Situasi itulah yang membuat kita mau tak mau mesti mengatakan bahwa presiden pasca Habibie yang dihasilkan SU MPR 1999, bakal tetap menjadi presiden yang apes. Namun demikian, sang presiden berhadapan dengan bonus yang sedikit mengimbangi ke-apes-annya, yakni bahwa harapan politik umumnya publik yang kritis dan paham sudah semakin minimalis. Publik yang saya sebut terakhir ini, menyadari benar bahwa di tengah sulitnya mencari pemimpin nasional yang ideal saat ini, mereka hanya berharap menemukan presiden yang resistensinya atau daya tolaknya dari kalangan elite dan massa lintaskelompok dan lintasideologis, paling rendah.

Secara umum, sang presiden akan mengahadapi pekerjaan yang berlapis-lapis. Pada lapis pertama, ia harus meradakan amarah yang bisa mengemuka dan mengkristal menjadi amuk dan perlawanan massa dari kelompok yang merasa kalah. Membayangkan terpilih kembalinya Habibie dalam konteks ini berarti menemukan sebuah ketidakmungkinan mengelola amarah, amuk, dan perlawanan dari massa PDI Perjuangan dan barisan antistatusquo - terlepas betatapun bermasalahnya identifikasi mereka tentang reformis versus statusquois.
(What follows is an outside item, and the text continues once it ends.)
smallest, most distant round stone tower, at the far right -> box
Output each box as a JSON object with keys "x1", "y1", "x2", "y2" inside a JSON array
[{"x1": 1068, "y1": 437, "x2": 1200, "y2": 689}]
Membayangkan Megawati pun mirip-mirip. Banyak kalangan Islam politik yang menilai Mega - dengan mengerahkan massa pendukungnya menteror SU MPR dari jalanan - telah menyampaikan tantangan atau semacam “ajakan perang”. Terpilihnya Mega akan membuahkan gelombang amarah, amuk, dan perlawanan yang sejenis dengan soal sama yang dihadapi Habibie. Celakanya, dalam kerangka ini, Gus memiliki kendala-kendala serius - termasuk kendala kesehatan jasmani - yang membuatnya sulit menjadi alternatif yang mudah.

Dalam konteks itu, memang akhirnya harus kita akui bahwa baik elite maupun massa, masih sangat terbata-bata mengeja pelajaran berdemokrasi. Kesiapan menjadi pemenang dan pecundang yang baik, ternyata tidak bisa lahir secara serta merta.
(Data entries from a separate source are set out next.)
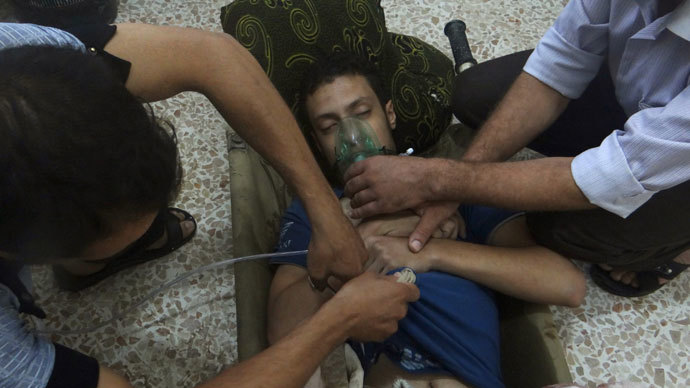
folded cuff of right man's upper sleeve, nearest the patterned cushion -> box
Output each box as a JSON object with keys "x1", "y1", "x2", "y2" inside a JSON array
[{"x1": 523, "y1": 27, "x2": 604, "y2": 99}]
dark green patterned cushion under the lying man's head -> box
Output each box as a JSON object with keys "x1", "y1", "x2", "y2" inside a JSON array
[{"x1": 221, "y1": 0, "x2": 453, "y2": 151}]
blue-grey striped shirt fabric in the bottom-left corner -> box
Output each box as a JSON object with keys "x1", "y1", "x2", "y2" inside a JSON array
[{"x1": 0, "y1": 276, "x2": 55, "y2": 388}]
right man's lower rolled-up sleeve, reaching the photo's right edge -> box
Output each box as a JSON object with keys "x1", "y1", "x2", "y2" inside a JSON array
[{"x1": 571, "y1": 86, "x2": 690, "y2": 217}]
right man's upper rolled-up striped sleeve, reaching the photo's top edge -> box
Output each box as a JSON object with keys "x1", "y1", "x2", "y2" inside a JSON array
[{"x1": 523, "y1": 0, "x2": 610, "y2": 99}]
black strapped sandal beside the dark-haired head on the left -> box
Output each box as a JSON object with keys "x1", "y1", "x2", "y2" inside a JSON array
[{"x1": 53, "y1": 207, "x2": 196, "y2": 292}]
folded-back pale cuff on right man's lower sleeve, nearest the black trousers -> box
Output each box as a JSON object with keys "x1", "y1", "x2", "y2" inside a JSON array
[{"x1": 570, "y1": 130, "x2": 656, "y2": 218}]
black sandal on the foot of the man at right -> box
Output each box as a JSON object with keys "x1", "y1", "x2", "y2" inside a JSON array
[{"x1": 589, "y1": 261, "x2": 690, "y2": 297}]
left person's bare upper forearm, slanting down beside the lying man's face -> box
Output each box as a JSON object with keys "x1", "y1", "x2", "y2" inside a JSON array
[{"x1": 191, "y1": 35, "x2": 344, "y2": 221}]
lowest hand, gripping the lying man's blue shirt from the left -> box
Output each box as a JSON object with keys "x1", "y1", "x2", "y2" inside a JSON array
[{"x1": 324, "y1": 272, "x2": 419, "y2": 342}]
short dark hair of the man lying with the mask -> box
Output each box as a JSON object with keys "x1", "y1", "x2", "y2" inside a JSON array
[{"x1": 299, "y1": 51, "x2": 390, "y2": 120}]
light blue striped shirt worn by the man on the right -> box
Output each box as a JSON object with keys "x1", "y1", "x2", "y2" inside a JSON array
[{"x1": 524, "y1": 0, "x2": 690, "y2": 217}]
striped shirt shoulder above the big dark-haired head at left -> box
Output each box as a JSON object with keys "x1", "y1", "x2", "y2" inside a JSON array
[{"x1": 0, "y1": 23, "x2": 85, "y2": 51}]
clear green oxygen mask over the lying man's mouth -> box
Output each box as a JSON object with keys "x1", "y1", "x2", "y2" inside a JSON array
[{"x1": 335, "y1": 117, "x2": 389, "y2": 176}]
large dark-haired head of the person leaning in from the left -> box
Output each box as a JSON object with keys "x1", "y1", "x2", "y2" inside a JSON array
[{"x1": 0, "y1": 47, "x2": 182, "y2": 259}]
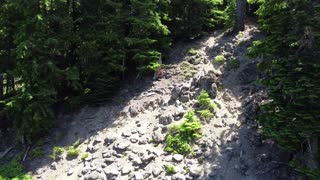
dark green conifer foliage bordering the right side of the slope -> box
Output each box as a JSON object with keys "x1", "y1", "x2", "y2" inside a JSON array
[{"x1": 249, "y1": 0, "x2": 320, "y2": 179}]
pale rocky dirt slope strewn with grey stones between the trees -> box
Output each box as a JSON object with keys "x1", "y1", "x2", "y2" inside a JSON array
[{"x1": 28, "y1": 25, "x2": 289, "y2": 180}]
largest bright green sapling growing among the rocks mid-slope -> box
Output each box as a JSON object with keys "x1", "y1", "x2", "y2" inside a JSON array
[{"x1": 165, "y1": 111, "x2": 202, "y2": 155}]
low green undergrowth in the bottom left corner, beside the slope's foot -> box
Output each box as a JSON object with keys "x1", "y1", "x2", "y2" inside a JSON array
[{"x1": 0, "y1": 158, "x2": 33, "y2": 180}]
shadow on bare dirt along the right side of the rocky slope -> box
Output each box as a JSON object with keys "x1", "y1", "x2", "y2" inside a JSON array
[{"x1": 200, "y1": 24, "x2": 296, "y2": 180}]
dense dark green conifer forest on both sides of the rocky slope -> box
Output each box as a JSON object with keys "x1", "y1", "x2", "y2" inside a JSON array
[{"x1": 0, "y1": 0, "x2": 320, "y2": 177}]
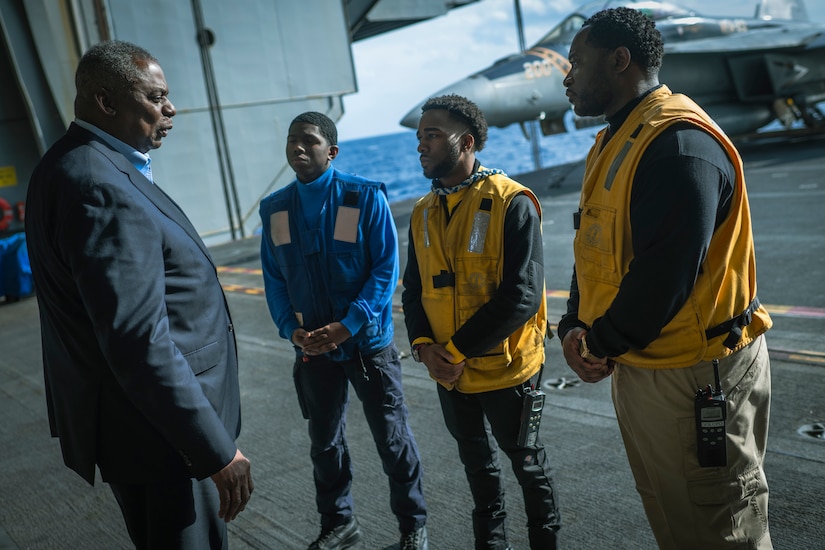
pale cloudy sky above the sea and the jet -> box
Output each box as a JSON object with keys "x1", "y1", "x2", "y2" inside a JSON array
[{"x1": 338, "y1": 0, "x2": 825, "y2": 141}]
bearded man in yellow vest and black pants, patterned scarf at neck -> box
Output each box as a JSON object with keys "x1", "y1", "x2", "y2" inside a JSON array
[{"x1": 402, "y1": 95, "x2": 559, "y2": 550}]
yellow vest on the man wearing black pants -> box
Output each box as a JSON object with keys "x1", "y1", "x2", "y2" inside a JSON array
[{"x1": 410, "y1": 171, "x2": 547, "y2": 393}]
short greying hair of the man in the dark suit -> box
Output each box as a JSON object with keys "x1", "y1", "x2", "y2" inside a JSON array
[{"x1": 75, "y1": 40, "x2": 160, "y2": 96}]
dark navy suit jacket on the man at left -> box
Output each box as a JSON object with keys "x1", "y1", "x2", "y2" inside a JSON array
[{"x1": 26, "y1": 124, "x2": 241, "y2": 483}]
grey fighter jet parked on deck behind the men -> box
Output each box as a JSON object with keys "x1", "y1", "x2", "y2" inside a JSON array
[{"x1": 401, "y1": 0, "x2": 825, "y2": 136}]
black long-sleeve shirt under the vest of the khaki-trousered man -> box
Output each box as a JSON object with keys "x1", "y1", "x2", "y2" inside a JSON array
[{"x1": 559, "y1": 89, "x2": 735, "y2": 357}]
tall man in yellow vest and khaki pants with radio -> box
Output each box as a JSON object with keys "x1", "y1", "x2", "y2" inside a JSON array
[{"x1": 559, "y1": 8, "x2": 772, "y2": 549}]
Tingkat keberhasilan mengatasi tantangan lapis pertama itulah yang akan menentukan penyelesaian tantangan lapis-lapis berikutnya, seperti membangun perbaikan legitimasi pemerintahan secara bertahap, menyiapkan perangkat keras bagi transisi demokrasi, serta melakukan pemulihan jangka pendek dan menengah dalam krisis politik dan ekonomi.

Maka, menurut hemat saya, menjadi presiden yang apes pasca SU MPR 1999, adalah sesuatu yang tak terhindarkan oleh siapa pun. Yang harus diprioritaskan sekarang bukan menghindarkan sang presiden dari ke-apes-an, melainkan mencari figur yang berdaya tolak paling minimal sekaligus bersedia menjadi presiden apes. Figur berdaya tolak rendah inilah yang bisa membawa pemerintahan dan sistem politik pasca SU MPR 1999 untuk terhindar dari kehancuran.

Celakanya, baik Habibie, Mega, maupun Gus Dur, sama-sama berkesulitan untuk memenuhi prasyarat yang sebetulnya sudah sangat minimalis itu. Dalam konteks inilah saya memahami dan menangkap signifikansi kemunculan kandidat alternatif semacam Nurcholish Madjid. Tentu saja, sejauh Cak Nur yang sudah memiliki resistensi paling rendah ini, bersedia menjadi presiden apes. Wallahua'lam bish-shawab.